Vous n’aurez pas ma haine

Le soir des attentats du 13 novembre, Hélène, la femme d’Antoine Leiris, a succombé aux mains d’une barbarie sans nom. Elle était l’amour de sa vie, la mère de son fils. Elle a péri injustement, comme 129 autres personnes. Cent trente vies pleines de projets, réduites à néant. Elle se trouvait au Bataclan.

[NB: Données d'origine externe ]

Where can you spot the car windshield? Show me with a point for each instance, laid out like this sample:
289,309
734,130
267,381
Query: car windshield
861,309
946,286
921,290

Le 13 novembre, j’étais à Paris aussi. J’étais au sommet de la tour Eiffel avec un ami, et on s’extasiait devant la morphologie urbaine parfaite de la capitale française. On jouait innocemment aux touristes. Avec la Comédie humaine balzacienne sous nos pieds, on se croyait les rois du monde. Paris, labyrinthe sculptural scindé par la Seine, scintillait de mille feux. J’avais même l’impression de briller aussi. Du haut de la Dame de fer, cette expression d’Hemingway prenait tout son sens : « Paris est une fête ». Les rafales de vent et les bulles de champagne me rafraîchissaient l’esprit, elles réprimaient mes tourments; j’étais heureuse. Paris, cité-lumière de toutes les possibilités.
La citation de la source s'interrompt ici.